"Melvile", là où les destins se croisent
Troisième et dernier (?) volet d’une saga poisseuse, "L’histoire de Ruth Jacobs" confirme les exceptionnels talents de conteur de Romain Renard.
Publié le 27-01-2022 à 08h00
C'est une œuvre tentaculaire, entamée en 2013 avec L'histoire de Samuel Beauclair. Romain Renard était alors un jeune père en devenir et interrogeait, à travers ce personnage, un romancier désabusé incapable d'encore pondre une ligne, les interrogations que faisait naître en lui cette paternité.
Le héros principal, pourtant, était ailleurs. Il s’agissait de Melvile, la bourgade rurale où avait choisi de s’installer Samuel. Un endroit poisseux et fascinant, avec ses grandes forêts sombres qui font vaguement penser à l’Amérique du Nord. En fait un lieu imaginaire où Romain Renard développe, depuis lors, une véritable saga. À l’histoire de Samuel Beauclair a ainsi succédé, en 2016, celle de Saul Miller, un quinquagénaire à la retraite qui y transmettra sa passion des étoiles à la petite Mia (après la paternité, la transmission: logique). Et voici que vient de paraître un ultime (?) volume consacré, lui, à celle de Ruth Jacob, une adolescente disparue trop tôt et dans des circonstances troubles.

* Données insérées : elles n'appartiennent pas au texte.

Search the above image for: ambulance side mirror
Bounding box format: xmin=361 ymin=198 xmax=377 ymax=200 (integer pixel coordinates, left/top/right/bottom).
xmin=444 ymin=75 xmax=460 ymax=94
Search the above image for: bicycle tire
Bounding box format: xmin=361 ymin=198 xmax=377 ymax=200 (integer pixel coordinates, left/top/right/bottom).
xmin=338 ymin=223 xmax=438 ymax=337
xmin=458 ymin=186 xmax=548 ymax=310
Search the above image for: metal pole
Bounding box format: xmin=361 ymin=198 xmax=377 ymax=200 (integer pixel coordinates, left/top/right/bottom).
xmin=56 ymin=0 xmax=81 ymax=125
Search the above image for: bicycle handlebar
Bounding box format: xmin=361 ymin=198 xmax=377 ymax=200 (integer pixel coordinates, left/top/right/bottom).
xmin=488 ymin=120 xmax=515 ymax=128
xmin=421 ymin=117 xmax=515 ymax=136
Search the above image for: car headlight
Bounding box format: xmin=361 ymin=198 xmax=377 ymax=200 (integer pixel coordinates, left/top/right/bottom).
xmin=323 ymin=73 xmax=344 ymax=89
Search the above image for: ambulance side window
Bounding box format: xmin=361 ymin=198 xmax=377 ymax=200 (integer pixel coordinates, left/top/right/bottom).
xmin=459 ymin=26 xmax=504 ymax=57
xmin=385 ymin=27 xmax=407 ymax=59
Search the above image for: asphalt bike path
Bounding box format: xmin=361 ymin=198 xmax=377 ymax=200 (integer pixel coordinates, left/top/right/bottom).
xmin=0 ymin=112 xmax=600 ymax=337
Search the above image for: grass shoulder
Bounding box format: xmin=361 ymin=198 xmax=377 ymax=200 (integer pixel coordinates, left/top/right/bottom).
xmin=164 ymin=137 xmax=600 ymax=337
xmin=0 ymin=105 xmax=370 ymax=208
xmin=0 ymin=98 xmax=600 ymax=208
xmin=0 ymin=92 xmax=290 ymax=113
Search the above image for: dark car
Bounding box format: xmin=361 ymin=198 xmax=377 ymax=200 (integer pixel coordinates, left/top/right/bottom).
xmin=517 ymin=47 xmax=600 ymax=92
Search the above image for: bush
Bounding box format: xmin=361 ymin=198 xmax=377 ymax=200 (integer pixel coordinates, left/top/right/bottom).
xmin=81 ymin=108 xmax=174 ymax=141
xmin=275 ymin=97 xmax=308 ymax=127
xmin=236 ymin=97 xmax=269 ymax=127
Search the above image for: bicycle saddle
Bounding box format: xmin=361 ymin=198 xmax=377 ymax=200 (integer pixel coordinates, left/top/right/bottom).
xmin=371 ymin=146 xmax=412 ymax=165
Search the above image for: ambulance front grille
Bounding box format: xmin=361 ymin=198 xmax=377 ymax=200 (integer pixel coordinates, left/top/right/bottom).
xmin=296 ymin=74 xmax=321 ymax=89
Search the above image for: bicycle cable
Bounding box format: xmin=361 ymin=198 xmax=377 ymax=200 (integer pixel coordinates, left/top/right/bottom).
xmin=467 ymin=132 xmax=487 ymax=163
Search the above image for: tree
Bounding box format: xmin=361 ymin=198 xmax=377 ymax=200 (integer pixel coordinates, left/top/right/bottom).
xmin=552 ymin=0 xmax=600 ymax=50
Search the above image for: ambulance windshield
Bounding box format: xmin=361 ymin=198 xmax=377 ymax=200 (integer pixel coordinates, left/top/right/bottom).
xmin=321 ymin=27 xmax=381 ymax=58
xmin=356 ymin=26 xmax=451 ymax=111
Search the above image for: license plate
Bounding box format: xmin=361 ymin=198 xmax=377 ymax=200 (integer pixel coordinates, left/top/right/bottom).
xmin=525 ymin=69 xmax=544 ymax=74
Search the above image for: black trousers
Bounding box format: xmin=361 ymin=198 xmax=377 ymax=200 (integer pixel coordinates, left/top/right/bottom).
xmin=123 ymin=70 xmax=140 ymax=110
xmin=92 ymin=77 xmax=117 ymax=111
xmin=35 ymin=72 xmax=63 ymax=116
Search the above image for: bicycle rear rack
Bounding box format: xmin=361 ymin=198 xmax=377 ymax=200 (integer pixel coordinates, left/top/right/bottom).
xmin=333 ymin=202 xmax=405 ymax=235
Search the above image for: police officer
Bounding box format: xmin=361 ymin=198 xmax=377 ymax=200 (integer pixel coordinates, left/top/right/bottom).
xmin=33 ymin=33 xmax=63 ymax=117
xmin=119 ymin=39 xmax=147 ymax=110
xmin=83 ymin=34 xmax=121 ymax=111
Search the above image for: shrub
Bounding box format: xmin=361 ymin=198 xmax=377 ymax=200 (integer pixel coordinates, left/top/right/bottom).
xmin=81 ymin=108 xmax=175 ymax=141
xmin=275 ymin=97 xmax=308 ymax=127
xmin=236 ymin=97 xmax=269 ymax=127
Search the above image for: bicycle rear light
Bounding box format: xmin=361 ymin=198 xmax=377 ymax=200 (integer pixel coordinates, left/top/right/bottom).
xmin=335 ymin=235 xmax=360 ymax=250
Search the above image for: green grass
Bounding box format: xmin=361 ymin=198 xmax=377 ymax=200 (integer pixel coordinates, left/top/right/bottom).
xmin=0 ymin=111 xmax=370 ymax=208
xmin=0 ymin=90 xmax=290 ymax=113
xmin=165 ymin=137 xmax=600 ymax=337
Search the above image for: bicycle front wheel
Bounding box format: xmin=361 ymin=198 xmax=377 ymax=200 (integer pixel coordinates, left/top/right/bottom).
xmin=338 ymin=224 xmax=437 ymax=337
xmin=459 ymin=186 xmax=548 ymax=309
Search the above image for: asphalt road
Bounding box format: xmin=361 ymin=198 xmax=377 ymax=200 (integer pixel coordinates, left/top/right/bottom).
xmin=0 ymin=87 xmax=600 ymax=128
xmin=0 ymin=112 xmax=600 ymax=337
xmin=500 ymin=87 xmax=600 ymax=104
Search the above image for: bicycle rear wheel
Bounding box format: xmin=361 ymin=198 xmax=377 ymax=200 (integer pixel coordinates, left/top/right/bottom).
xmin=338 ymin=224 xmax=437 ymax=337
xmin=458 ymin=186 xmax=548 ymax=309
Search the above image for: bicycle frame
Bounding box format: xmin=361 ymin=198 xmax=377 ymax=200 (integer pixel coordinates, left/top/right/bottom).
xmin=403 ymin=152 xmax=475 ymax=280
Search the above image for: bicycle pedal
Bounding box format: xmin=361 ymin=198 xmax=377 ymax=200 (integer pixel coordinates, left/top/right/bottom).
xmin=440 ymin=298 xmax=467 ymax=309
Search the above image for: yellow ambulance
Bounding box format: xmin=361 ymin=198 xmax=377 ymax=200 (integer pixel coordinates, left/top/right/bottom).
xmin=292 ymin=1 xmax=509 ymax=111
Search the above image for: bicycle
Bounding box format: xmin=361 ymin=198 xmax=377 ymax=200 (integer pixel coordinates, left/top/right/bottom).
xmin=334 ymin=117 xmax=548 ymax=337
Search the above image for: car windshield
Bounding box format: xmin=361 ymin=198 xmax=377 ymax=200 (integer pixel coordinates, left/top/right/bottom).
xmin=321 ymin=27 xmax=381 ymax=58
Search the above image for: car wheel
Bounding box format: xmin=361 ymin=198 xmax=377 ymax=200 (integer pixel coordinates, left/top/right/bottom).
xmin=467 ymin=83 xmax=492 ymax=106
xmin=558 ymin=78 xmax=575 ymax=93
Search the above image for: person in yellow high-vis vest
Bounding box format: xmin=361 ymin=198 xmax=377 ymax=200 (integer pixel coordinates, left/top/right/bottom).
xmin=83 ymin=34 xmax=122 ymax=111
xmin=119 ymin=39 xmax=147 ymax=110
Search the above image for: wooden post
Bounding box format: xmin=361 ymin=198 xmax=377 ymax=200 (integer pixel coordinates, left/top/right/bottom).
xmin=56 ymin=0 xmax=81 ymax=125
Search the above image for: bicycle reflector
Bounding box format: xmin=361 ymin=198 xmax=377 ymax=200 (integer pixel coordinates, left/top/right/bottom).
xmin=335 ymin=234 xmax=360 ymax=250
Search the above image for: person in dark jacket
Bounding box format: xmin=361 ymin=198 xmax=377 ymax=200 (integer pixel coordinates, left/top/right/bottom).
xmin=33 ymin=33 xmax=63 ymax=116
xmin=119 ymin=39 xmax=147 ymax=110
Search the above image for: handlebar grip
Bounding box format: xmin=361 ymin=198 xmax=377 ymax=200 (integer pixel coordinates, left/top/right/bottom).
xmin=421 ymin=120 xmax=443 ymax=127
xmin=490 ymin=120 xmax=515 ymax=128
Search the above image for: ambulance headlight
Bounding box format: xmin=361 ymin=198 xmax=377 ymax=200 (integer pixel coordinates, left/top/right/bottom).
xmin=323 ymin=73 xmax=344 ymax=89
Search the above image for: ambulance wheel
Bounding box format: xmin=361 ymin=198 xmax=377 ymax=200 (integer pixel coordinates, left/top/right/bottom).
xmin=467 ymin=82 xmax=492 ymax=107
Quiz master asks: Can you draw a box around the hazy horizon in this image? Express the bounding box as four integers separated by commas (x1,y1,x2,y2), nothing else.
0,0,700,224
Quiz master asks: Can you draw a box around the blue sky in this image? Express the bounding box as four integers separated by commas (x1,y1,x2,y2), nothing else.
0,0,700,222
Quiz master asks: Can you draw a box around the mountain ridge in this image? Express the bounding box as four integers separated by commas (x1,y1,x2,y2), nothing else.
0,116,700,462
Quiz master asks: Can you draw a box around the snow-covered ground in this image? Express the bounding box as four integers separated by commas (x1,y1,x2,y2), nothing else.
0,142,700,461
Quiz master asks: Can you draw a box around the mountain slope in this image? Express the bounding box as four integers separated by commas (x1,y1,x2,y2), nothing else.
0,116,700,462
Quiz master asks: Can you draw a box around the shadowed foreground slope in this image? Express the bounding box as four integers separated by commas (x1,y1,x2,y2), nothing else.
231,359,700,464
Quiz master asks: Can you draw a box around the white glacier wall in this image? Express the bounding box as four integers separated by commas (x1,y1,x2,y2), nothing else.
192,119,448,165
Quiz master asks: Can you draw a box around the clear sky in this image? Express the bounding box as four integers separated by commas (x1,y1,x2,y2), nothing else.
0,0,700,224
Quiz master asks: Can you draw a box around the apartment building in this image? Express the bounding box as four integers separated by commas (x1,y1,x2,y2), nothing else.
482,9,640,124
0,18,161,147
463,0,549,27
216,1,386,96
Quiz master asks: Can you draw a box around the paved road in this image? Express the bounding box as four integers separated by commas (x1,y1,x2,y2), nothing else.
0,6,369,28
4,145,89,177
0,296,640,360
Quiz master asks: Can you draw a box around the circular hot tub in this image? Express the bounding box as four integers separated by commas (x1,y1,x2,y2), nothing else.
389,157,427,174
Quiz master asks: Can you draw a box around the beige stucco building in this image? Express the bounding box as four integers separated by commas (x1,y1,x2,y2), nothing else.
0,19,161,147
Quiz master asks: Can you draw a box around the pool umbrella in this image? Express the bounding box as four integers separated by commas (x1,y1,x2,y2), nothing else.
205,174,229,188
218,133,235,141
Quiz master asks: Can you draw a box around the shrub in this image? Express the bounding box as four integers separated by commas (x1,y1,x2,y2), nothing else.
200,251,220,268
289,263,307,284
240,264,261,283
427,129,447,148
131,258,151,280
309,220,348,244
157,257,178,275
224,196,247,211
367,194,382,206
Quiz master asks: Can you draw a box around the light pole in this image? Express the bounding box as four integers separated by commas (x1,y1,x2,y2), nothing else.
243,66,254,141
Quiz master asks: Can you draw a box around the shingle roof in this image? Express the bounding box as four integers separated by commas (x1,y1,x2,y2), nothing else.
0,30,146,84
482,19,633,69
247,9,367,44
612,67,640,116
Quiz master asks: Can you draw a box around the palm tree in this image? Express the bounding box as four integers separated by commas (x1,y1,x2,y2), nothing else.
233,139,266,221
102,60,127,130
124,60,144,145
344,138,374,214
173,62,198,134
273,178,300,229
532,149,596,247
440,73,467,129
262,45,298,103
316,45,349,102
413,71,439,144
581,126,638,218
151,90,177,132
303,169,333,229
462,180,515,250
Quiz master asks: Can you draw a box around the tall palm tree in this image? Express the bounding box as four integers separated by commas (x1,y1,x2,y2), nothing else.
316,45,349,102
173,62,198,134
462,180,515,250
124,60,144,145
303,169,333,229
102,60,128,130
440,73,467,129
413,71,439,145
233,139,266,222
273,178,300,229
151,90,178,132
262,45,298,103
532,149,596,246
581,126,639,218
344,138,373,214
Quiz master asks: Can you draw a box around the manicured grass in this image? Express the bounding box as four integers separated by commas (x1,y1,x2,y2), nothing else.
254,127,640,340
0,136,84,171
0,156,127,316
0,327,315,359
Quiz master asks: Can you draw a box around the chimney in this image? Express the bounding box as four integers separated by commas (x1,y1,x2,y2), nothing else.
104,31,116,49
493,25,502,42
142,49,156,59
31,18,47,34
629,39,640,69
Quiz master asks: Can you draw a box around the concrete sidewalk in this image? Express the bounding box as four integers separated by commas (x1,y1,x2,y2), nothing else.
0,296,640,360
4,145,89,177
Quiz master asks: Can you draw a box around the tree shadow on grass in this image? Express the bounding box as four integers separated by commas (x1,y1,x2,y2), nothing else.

Un point semble-t-il final, pour un récit de plus de 400 pages (!) dans lequel Paul Rivest, un quadra qui jadis passait ses étés sur place, y revient le temps de quelques jours afin d’expédier l’héritage de feu sa grand-mère avant que la ville, condamnée, ne soit engloutie par les flots du barrage voisin en construction. Une formalité douloureuse pour un homme qui vécut, là-bas, une passion puis un drame intime dont il ne s’est jamais véritablement remis…
La grande force de Melvile est une forme de liberté laissée au lecteur puisque chaque tome peut être lu indépendamment des autres, les faits se déroulant toujours à la même époque et s'articulant autour d'un incendie de sinistre mémoire, qui aura durablement marqué la région et ses habitants. Si bien qu'il n'est pas rare de voir certains personnages se croiser, ajoutant des strates de compréhension aux intrigues développées par Romain Renard.
Plus aboutie encore que ses prédécesseurs, L'histoire de Ruth Jacobs voit cet auteur protéiforme (et fils de Claude Renard, figure de proue du renouveau de la BD belge de la fin des années 70) atteindre une forme d'apogée artistique: tantôt pictural, tantôt photographique, son style joue avec les couleurs pour nous promener du passé (en mode sépia) au présent (bleuté). Et nous imprégner, chemin faisant, d'une atmosphère envoûtante qui n'a rien à envier à l'univers – au hasard – d'un David Lynch.
Une expansion numérique
Une œuvre déjà majeure qui s'accompagne, cerise sur le gâteau, d'un quatrième ouvrage – Les chroniques de Melvile – et de son expansion numérique, sur laquelle le lecteur pourra découvrir des nouvelles inédites narrant, elles aussi, l'histoire de cette drôle de ville, des créations radiophoniques et des illustrations inédites permettant de relire autrement les histoires de Samuel, Saul, Ruth et les autres…
«L’histoire de Ruth Jacob», Renard, Le Lombard, 400 p., 29€.
«Chroniques de Melvile», Renard, Le Lombard, 240 p., 22.50€.